Wilh Wilhelmsen Holding is hoping to recover much of its $17m exposure to an alleged fraud involving one of its subsidiaries.
But the Oslo-listed company has announced a $7m provision connected to the incident on its first-quarter books.
“The fraud case is subject to criminal procedures in four jurisdictions,” the company said in its quarterly report, which provided little detail.
Details are scarce but the provision comes on the books of Wilh Wilhelmsen’s strategic holdings and investment business reporting segment.
That is the passive holding entity for the company’s investments in Wallenius Wilhelmsen and Hyundai Glovis. But it also has operations of its own, including lesser-known WilNor Governmental Services.
WilNor, in collaboration with Wilhelmsen-controlled offshore supply base operator NorSea Group, manages logistics and supply operations for military operations.
However, Wilh Wilhelmsen communications director Benedicte Teigen Gude told TradeWinds that the fraud case has no connection to military contracting.
“The provision was made in the strategic holdings and investments segment as it is a group loss,” she said.
She pointed to limitations on what it could disclose.
“I can confirm that we have been a victim of a serious fraud incident and that criminals have successfully exploited individuals in our organisation to fraudulently obtain funds,” she said.
“As the incident is still under investigation, we are not permitted to comment on specific details.
“We have made a provision of $7m in our first-quarter accounts, still believing we should be able to recover part of the loss.”
As the company is busy with the case, so is law enforcement.
“We are working closely with the police in multiple jurisdictions, have launched our own internal and external investigations, and have further tightened our internal routines,” she said, but added that customers have nothing to fear.
“The incident does not have any effect upon customers or suppliers or our ability to continuously deliver high-quality products and services.”
The fraud came to light in a quarter otherwise marked by surging profits for Wilh Wilhelmsen itself and for its financial shareholdings.
The company reported Ebitda of $44m in the first quarter.

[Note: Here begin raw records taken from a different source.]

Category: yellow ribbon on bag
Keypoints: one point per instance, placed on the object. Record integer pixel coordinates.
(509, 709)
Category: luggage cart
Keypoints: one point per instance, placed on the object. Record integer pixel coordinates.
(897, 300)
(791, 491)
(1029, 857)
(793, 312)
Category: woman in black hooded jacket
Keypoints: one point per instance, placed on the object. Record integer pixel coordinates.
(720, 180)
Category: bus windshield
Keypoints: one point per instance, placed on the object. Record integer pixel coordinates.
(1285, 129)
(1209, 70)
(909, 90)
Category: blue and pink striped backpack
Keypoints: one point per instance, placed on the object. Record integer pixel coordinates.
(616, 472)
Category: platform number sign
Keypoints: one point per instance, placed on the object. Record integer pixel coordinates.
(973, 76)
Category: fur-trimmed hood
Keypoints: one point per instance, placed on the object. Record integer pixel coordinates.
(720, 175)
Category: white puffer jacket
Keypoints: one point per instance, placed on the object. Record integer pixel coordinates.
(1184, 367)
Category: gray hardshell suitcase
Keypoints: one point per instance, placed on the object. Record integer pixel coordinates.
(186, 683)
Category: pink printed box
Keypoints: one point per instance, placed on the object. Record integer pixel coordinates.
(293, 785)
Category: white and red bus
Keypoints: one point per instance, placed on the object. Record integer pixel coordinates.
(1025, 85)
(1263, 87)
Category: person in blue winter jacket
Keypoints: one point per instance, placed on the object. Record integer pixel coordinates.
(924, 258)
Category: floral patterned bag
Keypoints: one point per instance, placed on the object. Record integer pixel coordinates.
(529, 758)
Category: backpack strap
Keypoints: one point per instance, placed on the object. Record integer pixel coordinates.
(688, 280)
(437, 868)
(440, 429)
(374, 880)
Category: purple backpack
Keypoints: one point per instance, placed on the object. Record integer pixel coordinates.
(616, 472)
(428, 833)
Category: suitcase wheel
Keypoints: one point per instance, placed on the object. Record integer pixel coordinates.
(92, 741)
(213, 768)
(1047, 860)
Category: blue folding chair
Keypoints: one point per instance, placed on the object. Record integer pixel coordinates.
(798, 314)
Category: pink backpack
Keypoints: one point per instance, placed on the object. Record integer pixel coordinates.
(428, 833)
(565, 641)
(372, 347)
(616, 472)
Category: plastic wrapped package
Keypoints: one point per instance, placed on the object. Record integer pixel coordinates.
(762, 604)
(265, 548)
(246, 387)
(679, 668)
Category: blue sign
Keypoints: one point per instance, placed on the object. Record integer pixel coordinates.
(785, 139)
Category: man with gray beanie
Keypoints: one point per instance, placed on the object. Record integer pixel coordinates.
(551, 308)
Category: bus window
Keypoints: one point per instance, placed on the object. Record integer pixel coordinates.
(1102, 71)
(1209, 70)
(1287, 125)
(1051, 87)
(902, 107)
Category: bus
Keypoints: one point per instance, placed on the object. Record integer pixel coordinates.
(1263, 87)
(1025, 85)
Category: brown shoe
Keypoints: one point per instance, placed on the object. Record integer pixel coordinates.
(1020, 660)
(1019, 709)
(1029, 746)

The outfit reported total income, as Wilhelmsen refers to its top-line revenue, of $241m.
Wilh Wilhelmsen’s marine services and new energy segments brought in $20m and $31m, respectively, of that Ebitda figure, while the strategic investments and holdings segment erased $8m of it, thanks to the fraud provision.
But the Ebitda figure is only one piece of the bottom line of Wilh Wilhelmsen as a holding company with many joint ventures and financial investments. Profits after tax for the quarter came to $159m — up from $16m a year ago.
That reflects items including a $71m increase in the fair value of a shareholding in Hyundai Glovis, some $61m in earnings from a 37.8% shareholding in Wallenius Wilhelmsen, and a Hyundai Glovis dividend of $13m.
This story has been updated to include information from Wilh Wilhelmsen that the alleged fraud committed against the company was not related to military contracting.